Politisches Nachspiel eines Musikfestivals in Kanada: Weil eine Sängerin ihr Publikum nach der Hautfarbe sortierte und eine weiße Frau dabei nicht mitspielen wollte, erhebt der Veranstalter nun den Vorwurf des Rassismus – jedoch nicht gegen die Sängerin.

Die kanadische Sängerin Lido Pimienta hat die Angewohnheit, ihr Publikum nach der Hautfarbe zu sortieren. So auch vor zwei Wochen bei dem Musikfestival „Halifax Pop Explosion“, das in der Hauptstadt der kanadischen Provinz Nova Scotia stattfand. Die gebürtige Kolumbianerin forderte ihre Zuhörerinnen mit dunkler Hautfarbe auf, nach vorn zu kommen, während sie von den Anwesenden mit weißer Hautfarbe verlangte, nach hinten zu treten.

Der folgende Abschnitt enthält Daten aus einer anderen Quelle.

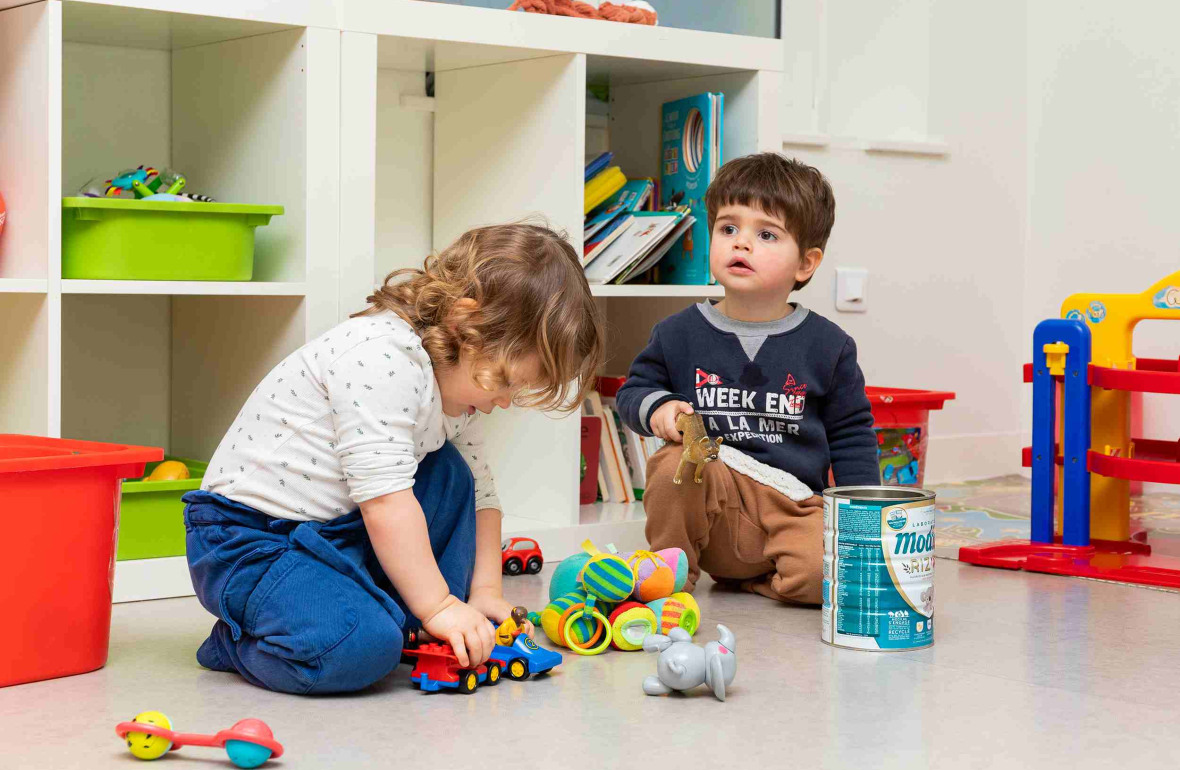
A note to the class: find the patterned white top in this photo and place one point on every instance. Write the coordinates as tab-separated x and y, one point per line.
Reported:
342	420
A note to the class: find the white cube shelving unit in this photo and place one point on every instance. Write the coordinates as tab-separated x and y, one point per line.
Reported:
321	106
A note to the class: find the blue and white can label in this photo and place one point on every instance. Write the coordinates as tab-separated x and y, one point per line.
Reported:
878	568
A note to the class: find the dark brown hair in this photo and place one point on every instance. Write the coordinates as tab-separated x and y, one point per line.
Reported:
793	191
531	298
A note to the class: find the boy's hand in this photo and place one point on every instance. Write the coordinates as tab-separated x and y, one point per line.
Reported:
496	607
663	420
465	629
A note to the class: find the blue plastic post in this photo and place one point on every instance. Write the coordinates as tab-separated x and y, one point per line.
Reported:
1075	428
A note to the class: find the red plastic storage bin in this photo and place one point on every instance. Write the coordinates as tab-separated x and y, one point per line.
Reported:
902	419
59	502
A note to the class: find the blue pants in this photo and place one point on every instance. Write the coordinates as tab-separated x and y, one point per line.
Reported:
303	606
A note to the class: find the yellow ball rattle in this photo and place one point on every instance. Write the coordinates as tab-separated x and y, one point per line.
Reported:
145	745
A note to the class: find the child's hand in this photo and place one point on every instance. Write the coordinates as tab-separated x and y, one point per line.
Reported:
465	629
496	607
663	420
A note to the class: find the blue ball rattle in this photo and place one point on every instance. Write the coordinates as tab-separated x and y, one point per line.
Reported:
249	743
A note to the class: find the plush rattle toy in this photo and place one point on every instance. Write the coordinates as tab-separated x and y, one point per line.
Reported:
699	448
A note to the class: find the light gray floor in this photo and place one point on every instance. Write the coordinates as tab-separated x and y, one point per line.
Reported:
1027	671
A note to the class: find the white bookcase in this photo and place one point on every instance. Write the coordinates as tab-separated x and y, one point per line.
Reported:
319	106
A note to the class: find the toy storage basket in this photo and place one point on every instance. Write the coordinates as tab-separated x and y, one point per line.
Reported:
902	420
151	517
124	239
59	501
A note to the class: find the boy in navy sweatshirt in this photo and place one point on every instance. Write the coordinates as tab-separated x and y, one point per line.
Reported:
778	383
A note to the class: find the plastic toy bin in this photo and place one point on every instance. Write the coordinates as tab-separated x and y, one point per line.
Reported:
902	420
59	501
151	517
124	239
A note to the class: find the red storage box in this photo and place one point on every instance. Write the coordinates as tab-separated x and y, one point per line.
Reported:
59	501
902	419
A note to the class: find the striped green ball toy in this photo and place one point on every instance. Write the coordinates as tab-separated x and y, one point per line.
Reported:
550	619
608	577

In der Trennung des Publikums nach Hautfarbe sieht die Künstlerin eine antirassistische Maßnahme. Denn dunkelfarbige Frauen seien oft zu schüchtern, nach vorn zu treten und reihten sich daher hinter den weißen Männern und Frauen ein, ist Pimienta überzeugt. Und diese Ungerechtigkeit will sie zumindest bei ihren eigenen Konzerten angehen.